New technical specifications on Solvency II's capital requirements make some significant changes to the way insurers calculate their own funds, but they also leave some unanswered questions.
Many of the changes bring the specifications in line with the draft level 2 implementing measures that were produced by the European Commission in October 2011. However, in relation to the calculation of an insurer’s own funds, the specifications have gone beyond the draft level 2 text.
The new specifications raise a number of key issues for insurers in relation to own funds. First and foremost, they provide a stricter classification of eligible capital instruments than many predicted.

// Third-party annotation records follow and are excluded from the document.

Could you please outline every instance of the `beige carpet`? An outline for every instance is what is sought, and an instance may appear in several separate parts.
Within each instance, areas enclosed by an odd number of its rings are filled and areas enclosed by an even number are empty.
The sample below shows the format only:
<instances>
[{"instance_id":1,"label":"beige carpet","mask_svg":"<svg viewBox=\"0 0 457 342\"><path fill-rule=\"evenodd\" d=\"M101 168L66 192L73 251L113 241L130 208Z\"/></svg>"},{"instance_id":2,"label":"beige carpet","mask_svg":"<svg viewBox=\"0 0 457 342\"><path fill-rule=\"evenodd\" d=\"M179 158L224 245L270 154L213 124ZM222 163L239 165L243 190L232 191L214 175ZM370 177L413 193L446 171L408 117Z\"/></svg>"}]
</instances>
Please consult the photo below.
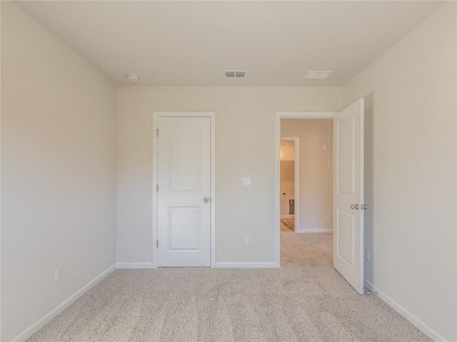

The organisation of own funds capital into tiers has been tightened up and existing restrictions on top-quality instruments enhanced and formalised.
Second, the specifications raise questions about the benefits insurers will receive from expected profits included in future premiums (EPIFP) because of the definition of contract boundaries, a rule that limits the amount of expected future profits that can be counted as regulatory capital. EIOPA’s report on the fifth quantitative impact study (QIS5) noted that “the different interpretations of the contract boundaries definition have led to inconsistency between undertakings and may also have led to incorrect calculation of technical provisions”. The updated specifications do more to muddy the waters, not less.
Finally, the extent of transitional measures for instruments that fall outside the own-funds tiering structure has not been clarified. While some grandfathering arrangements are expected to be incorporated in the final level 2 text for hybrid and subordinated debt, insurers are still concerned that the transitional arrangements will be too restrictive.
EIOPA insists that the updated specifications do not represent the final requirements that will feature in the completed level 2 text, stressing that this specification, the first of two parts, is intended to be used for future quantitative assessments. However, insurance industry experts say they do provide a good indication of the authority’s current thinking on the rules and are a much-needed refreshment of the specifications since QIS5.
When the second part of the updated specifications is released insurers may get a better sense of how unclassified instruments will be grandfathered into Solvency II.
Predicting the future of Solvency II is a near-impossible exercise. While there is still so much to be decided upon in the political sphere, the latest technical specifications represent a firming up of existing rules first unveiled in the draft level 2 text and reiterated during QIS 5.